Öte yandan endekste bir çelişki de var... Kötümser olması yanında aynı tüketici iş bulma olanaklarının 6 ay içinde artacağına da inanıyor.
Tüketici eğilimi, beklentileri göstermektedir. Bir ekonomide beklentiler, tasarruf - tüketim kararlarını etkiler. Kötümser beklentiler, tüketicinin harcamalarını kısmasına ve toplam talebin düşmesine neden olur. Sonuçta büyümeyi etikler.
Ekonomik krizlerde, tüketici harcamalarını daha çok kısar. Bu davranışı krizin daha da derinleşmesine ve durgunluğun artmasına neden olur.

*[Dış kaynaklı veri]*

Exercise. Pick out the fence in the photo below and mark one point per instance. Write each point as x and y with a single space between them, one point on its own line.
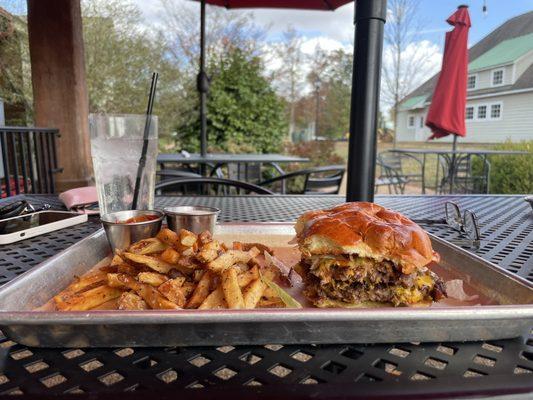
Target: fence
28 160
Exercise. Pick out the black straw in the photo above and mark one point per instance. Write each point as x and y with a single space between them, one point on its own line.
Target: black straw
142 160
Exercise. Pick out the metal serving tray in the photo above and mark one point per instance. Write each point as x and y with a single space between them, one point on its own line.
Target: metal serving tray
509 313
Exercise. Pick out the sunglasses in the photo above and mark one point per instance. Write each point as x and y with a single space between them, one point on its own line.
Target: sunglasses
467 223
20 207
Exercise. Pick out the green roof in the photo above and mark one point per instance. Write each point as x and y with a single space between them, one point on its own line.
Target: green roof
413 101
503 53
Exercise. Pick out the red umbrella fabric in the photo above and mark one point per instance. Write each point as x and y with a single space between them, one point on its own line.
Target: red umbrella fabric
446 114
295 4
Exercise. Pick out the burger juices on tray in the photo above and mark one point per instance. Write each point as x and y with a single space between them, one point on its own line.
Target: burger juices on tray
361 254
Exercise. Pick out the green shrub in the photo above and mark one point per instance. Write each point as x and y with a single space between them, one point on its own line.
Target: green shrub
319 152
512 174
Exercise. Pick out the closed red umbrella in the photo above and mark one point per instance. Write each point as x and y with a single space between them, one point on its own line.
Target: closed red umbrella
446 113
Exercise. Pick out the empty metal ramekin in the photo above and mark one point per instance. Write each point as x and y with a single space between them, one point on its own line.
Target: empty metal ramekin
120 234
193 218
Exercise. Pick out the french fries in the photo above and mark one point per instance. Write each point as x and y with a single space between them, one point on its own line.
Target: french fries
231 289
152 278
175 271
147 246
228 259
149 261
131 301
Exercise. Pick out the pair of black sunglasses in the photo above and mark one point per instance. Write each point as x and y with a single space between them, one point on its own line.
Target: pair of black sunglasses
20 207
467 223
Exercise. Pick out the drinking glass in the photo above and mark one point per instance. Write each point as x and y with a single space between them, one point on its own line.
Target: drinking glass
116 145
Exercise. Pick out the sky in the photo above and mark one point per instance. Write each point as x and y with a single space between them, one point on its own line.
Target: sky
338 25
333 30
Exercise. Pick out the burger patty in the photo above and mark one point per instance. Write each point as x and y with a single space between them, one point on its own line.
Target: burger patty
360 279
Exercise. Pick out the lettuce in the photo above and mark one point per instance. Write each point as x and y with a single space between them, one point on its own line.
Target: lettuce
286 298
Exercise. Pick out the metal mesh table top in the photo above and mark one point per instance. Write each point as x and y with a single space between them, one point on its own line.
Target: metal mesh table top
507 365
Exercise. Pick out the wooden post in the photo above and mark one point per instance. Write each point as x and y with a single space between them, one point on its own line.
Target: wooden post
59 86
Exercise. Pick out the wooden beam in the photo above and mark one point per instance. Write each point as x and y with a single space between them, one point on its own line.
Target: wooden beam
59 86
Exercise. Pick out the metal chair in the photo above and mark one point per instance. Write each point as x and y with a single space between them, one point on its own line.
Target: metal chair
317 181
391 178
28 161
469 177
397 162
179 186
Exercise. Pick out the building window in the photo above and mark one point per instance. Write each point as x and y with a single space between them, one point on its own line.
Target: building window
497 77
469 114
495 111
471 82
482 112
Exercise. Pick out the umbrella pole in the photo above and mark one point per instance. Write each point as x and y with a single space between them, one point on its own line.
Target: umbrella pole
203 87
369 22
452 165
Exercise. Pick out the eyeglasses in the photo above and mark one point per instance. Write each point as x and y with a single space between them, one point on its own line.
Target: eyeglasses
20 207
467 224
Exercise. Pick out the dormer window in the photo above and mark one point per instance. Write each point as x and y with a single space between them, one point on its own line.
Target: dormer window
471 82
497 77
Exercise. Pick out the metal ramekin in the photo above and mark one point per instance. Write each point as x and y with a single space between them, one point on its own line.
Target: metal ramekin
193 218
121 235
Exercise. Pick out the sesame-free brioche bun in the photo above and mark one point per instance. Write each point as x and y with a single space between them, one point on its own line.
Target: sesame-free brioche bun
367 230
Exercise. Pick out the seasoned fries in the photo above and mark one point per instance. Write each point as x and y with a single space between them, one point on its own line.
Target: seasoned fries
231 289
175 271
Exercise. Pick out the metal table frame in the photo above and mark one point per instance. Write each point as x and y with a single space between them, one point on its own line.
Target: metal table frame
451 158
325 371
219 160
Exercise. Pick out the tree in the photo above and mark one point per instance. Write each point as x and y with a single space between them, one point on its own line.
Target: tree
224 31
244 113
335 116
15 75
120 55
405 62
289 75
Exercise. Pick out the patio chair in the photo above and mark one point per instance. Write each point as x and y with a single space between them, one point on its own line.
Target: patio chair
28 162
391 178
317 181
470 177
209 185
398 162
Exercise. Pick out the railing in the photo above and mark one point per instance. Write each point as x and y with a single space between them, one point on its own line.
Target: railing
29 160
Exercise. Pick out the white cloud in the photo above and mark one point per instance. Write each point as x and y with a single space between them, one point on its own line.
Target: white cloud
336 25
420 61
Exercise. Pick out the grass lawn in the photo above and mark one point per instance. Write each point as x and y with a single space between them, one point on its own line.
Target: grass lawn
341 149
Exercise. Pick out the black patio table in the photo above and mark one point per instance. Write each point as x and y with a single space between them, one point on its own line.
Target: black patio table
217 160
449 155
399 370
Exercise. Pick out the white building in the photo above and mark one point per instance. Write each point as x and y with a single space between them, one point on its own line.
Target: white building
500 90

Yatırım, üretim ve istihdam kararları da beklentilere göre verilir.
Zengin fakir, işçi -işveren, çiftçi, esnaf, herkes tüketicidir... Ancak tüketicilerin yüzde 90’ı düşük gelirlidir. Ekonomide istismar edilen kesim de bu kesimdir.
Örneğin, Türkiye İstatistik Enstitüsü verilerine göre, sanayi sektöründe son iki yılda reel ücretler yüzde 5.57 düştü. Sanayide bazı alt sektörlerde ücret düşüşü daha yüksek oldu. Örneğin Ana metal sanayinde reel ücretler yüzde 24 düştü. Yani ekonomik krizden en çok etkilenen çalışan kesim oldu.
Sanayide ücreti düşen işçinin, verimi de düşer. Geçim derdine düşen bir işçi, iyi iş çıkaramaz.
Tüketiciyi en fazla istismar edenler, bankalardır.
İş Bankası Genel Müdürü bakın ne diyor:
-“Tüketiciyi tefeciden kurtardık, kredi kartına ’istismar’için yükleniyorlar.”
Bir banka tüketiciye neden kredi veriyor? Elbette kar etmek için.
Herhalde tüketiciyi tefecinin elinden kurtarmak için değil.
Tüketici mevduatını bankaya yatırınca, banka ona yıllık yüzde 8 faiz veriyor. Banka tüketiciden, kredi kartı ile avans çekip kullanırsa yüzde 35 faiz alıyor. Hele bir de ödemede geç kalırsa yüzde 40 faiz alıyor.
Kredi kartı borcu olanlar, yüzde 40 faiz vermek yerine tefeciden yüzde 20 faiz ile para alıp, banka borcunu kapatıyor.
Bir tefeci kredi kartına nasıl çözüm bulduğunu şöyle anlatıyor:
“Kredi kartı Borçlarınızı hemen gidip bankada ödüyoruz. Daha sonra bankaların uyguladığı faiz oranlarının yarısını uygulayarak, belli bir miktar parayı sizin kartınızdan kontör almak için çekiyoruz. Siz, bu yeni borcunuzu 12 ayda ve bankanın öngördüğü taksit miktarının yarısına bankaya geri ödüyorsunuz.”
Bu tür uygulamalar, senelerdir yapılıyor... Yani fiili durum genel müdürün söylediği şekilde değil... Tersine tefeciler tüketiciyi bankaların elinden kurtarıyor.
Tüketicileri tefecilerden kurtardık diyenler bu uygulamalar karşısında utanmalıdır.